Willoughby turned around to see a young man, in his thirties, black-haired with a square jaw and an impeccable moustache, entering the ward. He was wearing a white coat. A stethoscope dangled from his neck.

“Doctor Justin Dryden,” the man introduced himself, but didn’t extend a hand. Instead, he frowned. “It is of the utmost importance that my patients are left undisturbed, Inspector.”

“Chief Constable.” Willoughby corrected him.

The doctor shrugged indifferently. “I can assure you, that we run a legitimate operation. There is no unnatural enhancement.”

“Unnatural enhancement?”

“Forbidden by law.” The doctor’s renewed frown suggested that Willoughby should have known this. He pointed at Major Griffith’s mechanical arm. “These contraptions, Sir, are perfect imitations of human limbs, mirroring strength and dexterity, but no more than that Sir, nothing to give the patient any physical advantage…”

Then what on earth are they good for? Willoughby wondered, but he already had an answer to that. Fashion…he scowled.

“I’ve come about a matter of public health, Doctor.”

“I can assure you…”

“No you can’t.” Willoughby abandoned the ward, striding down a corridor, hoping he was guessing the building’s interior layout correctly.

“Wait! You cannot…” Dr Dryden scurried after him.

Willoughby threw open a door and marched through an operating room, past a steel surgery table, and an array of tourniquets, scalpels, knives, capital saws, and artery forceps waiting on metal trays. He opened a door at the far end of the room, letting in a cascade of daylight, as well as a putrid stench.

The Chief Constable stood in the doorway, staring at the sight which had caused Cuffins to suspect the presence of a mass murderer in The Alfriston. A scene evoking painful memories…the rasp of steel sawing through bones, spine-chilling screams, eyes haunted by pain, eyes sightless in death…

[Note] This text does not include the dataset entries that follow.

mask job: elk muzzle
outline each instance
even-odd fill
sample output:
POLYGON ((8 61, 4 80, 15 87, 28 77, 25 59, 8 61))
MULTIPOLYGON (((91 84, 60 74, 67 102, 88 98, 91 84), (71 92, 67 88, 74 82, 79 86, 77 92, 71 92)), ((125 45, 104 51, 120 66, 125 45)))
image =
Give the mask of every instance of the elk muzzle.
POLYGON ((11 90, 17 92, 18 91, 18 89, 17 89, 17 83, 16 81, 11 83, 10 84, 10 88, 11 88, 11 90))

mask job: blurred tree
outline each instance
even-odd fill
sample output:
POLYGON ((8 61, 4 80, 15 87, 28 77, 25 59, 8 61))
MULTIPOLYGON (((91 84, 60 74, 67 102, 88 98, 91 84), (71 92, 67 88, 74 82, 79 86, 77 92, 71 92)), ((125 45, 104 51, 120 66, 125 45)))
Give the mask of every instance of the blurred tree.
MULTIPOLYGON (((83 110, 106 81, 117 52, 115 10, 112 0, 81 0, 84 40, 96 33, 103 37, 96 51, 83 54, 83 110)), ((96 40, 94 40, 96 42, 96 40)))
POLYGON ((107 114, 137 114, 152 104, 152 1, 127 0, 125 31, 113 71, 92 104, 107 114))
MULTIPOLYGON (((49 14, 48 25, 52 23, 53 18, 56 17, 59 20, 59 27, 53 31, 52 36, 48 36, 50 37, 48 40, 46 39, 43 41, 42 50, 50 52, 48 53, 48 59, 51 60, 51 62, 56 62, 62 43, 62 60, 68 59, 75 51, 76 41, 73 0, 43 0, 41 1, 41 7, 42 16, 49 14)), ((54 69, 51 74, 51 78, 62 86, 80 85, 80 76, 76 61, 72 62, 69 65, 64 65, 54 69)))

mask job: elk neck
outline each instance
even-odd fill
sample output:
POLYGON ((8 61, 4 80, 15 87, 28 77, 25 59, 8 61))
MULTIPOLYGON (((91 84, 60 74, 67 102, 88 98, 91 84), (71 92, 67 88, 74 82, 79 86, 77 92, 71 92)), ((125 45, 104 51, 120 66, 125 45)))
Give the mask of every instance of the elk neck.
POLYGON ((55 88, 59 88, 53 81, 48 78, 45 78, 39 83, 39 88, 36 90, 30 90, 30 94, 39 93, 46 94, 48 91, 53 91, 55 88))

The doctor caught up with him.

“This ain’t seemly,” Willoughby indicated the open barrels from which protruded blood-spattered, amputated human limbs, in various stages of decay.

“It’s standard procedure…”

Willoughby gathered two fistfuls of white coat, and pulled Dr Dryden close enough to smell the man’s breath. “This ain’t seemly. It scares folks and can’t be healthy. You’ll see to the proper disposal of these…things. Or would you like me to develop a keen interest in the specifics of unnatural enhancement?”

He saw worry flash in the doctor’s eyes.

“We’ll dispose of them,” Dr Dryden agreed quickly enough.

“Good.” Willoughby let go of the man, turned, and walked away. He was disgusted, haunted by vivid memories, and eager to get back to the sanity of burglaries, robberies and the occasional domestic murder. Fashion be damned.